Perkenalkan nama gue Annisa. Kalian bisa panggil gue Ica. Dan saat nulis ini gue dalam keadaan lagi ga sehat fisik maupun mental. Sekarang gue duduk di kelas 11 jurusan IPA dan semester 2. Mungkin masih terlalu cepat untuk berpendapat secara dewasa dan itu juga alasan gue buat beginian, gue butuh pelampiasan buat apa yang gue pendam masa sekarang. Waktu itu setelah suatu kejadian yang ga mengenakkan, terus gue ke wc, akhirnya punya ide deh nulis ini.

Mungkin bagi kalian masa SMA yang tidak bisa dilupakan itu hanya tentang cinta dan sahabat. Oke mungkin gue ga dapet no 1 tapi gue dapat yang no 2. Tapi bagi seorang penggemar ada yang lebih dari cinta dan sahabat. Eh tunggu mungkin cinta dan sahabat juga bisa didefinisikan sama dengan itu. Yap, idol dan fandom.

"Cinta" gue mungkin bisa disamakan dengan idol gue. Sahabat gue adalah yang sesama menyayangi si idol. Apakah gue emang "cinta" sama si idol? Tapi sebenarnya bukan cinta seperti itu. Kami hanya suka, sayang, dan ingin melindungi idola kami. Mungkin bagi orang normal itu terlalu berlebihan dan ga waras. Tapi bisa dibilang, idol kami juga kehidupan kami. Berjuta-juta penggemar disana sama-sama berpikir begitu kan. Dan ya, berjuta-juta penggemar disana yang memiliki perasaan yang sama walaupun dicampur bumbu yang berbeda-beda tetapi "identitas" dan "asal" kami tetap sama. Jadi sama saja, kalau kalian menghina sahabat gue yang punya perasaan dan pikiran satu, tentu saja sahabat yang lain ga bakal diam aja. Tapi beda lagi, kalau ada sahabat kalian yang berbuat salah, itu memang ga patut dibela dan itu bukan berarti kalian harus menghina dia, mencaci dia, tapi kalian harus memberi dia masukan, dewasakan dia, dan kalau bisa sayangi dan lindungi sesama penggemar. Bukan berarti kalian harus mengusir dia.

Sekarang gue lagi banyak pikiran dan kelelahan, jadi kata-kata gue agak kurang nyambung tapi inilah namanya curhat ala gue. 

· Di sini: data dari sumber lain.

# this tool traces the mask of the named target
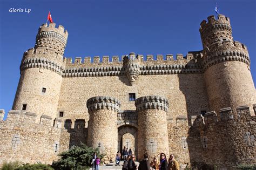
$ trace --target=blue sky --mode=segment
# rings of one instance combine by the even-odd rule
[[[245,44],[256,80],[256,1],[217,1],[230,18],[234,39]],[[33,47],[50,11],[69,32],[64,56],[182,53],[199,51],[200,23],[215,15],[216,1],[0,0],[0,108],[11,109],[23,53]],[[10,8],[31,9],[10,12]]]

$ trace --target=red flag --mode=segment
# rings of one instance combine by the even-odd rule
[[[48,13],[48,17],[47,17],[47,19],[50,21],[50,23],[53,23],[53,22],[52,21],[52,18],[51,18],[51,13],[50,13],[50,11],[49,11],[49,13]]]

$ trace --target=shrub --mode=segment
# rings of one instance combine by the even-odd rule
[[[59,154],[61,159],[53,161],[52,167],[55,169],[85,169],[90,167],[92,157],[95,152],[99,152],[99,149],[89,147],[81,143],[80,146],[73,146],[68,151]],[[98,155],[102,158],[105,155]]]
[[[54,170],[53,168],[51,168],[50,165],[43,164],[41,163],[35,164],[24,164],[23,166],[20,166],[15,170]]]
[[[14,161],[9,162],[4,162],[3,166],[1,168],[1,170],[14,170],[21,165],[22,162],[19,161]]]

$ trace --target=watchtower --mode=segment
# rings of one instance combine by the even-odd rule
[[[230,19],[219,14],[218,19],[208,17],[201,23],[203,69],[211,110],[256,102],[246,46],[233,40]]]
[[[23,55],[12,110],[56,116],[68,36],[62,25],[56,28],[52,23],[40,26],[34,48]]]

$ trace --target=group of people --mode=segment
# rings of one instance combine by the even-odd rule
[[[126,152],[124,152],[124,153],[125,154]],[[123,154],[123,156],[124,158],[124,165],[122,170],[179,170],[179,163],[174,159],[174,155],[173,154],[170,155],[167,161],[165,154],[161,153],[160,154],[159,161],[158,161],[157,157],[154,157],[151,162],[148,159],[148,154],[145,154],[144,159],[139,162],[139,165],[138,167],[135,164],[136,158],[134,155],[132,154],[130,155],[127,153],[127,155]],[[119,165],[121,157],[121,153],[118,151],[116,157],[117,165]],[[97,153],[95,152],[92,156],[91,162],[92,170],[99,170],[100,163],[100,159],[97,157]]]
[[[167,161],[165,154],[162,153],[160,154],[160,161],[155,157],[153,161],[150,162],[148,159],[147,154],[144,154],[144,159],[139,162],[139,167],[137,168],[135,165],[135,156],[128,156],[125,158],[122,170],[179,170],[179,165],[178,161],[175,160],[173,154],[170,155]]]

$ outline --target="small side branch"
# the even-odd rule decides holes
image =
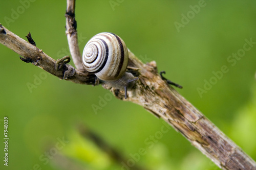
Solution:
[[[56,64],[58,64],[56,60],[1,24],[0,43],[23,56],[24,58],[20,57],[22,61],[31,63],[60,79],[79,84],[95,84],[95,76],[94,75],[76,69],[72,65],[67,64],[67,62],[63,62],[61,66],[56,69]]]
[[[67,10],[65,16],[66,17],[66,31],[69,49],[73,61],[76,68],[83,72],[87,72],[84,69],[82,61],[82,57],[79,49],[77,40],[77,32],[76,31],[77,23],[75,18],[75,1],[67,0]]]

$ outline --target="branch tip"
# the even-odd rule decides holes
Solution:
[[[26,37],[28,39],[28,40],[29,41],[29,42],[30,43],[31,43],[33,45],[36,46],[36,45],[35,44],[35,42],[34,41],[34,40],[32,38],[31,34],[30,33],[30,32],[29,32],[29,33],[28,34],[28,35],[26,36]]]
[[[6,32],[5,31],[5,29],[4,29],[4,27],[2,25],[2,23],[0,23],[0,33],[4,34],[6,34]]]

Idols gue adalah boygroup dari Korea bernama EXO. Minseok, Junmyeon, Yixing, Baekhyun, Jongdae, Chanyeol, Kyungsoo, Jongin, dan Sehun. Gue ga bisa membedakan dan membagi rasa cinta gue sama mereka. Dan fandom gue adalah EXO-L. EXO sendiri sudah debut dari tahun 2011-2012 dan EXO-lah yang membuka jalan ke generasi kpop selanjutnya, 3rd generation of Kpop. Males berbelit-belit karena kalian sudah pasti tau siapa itu EXO.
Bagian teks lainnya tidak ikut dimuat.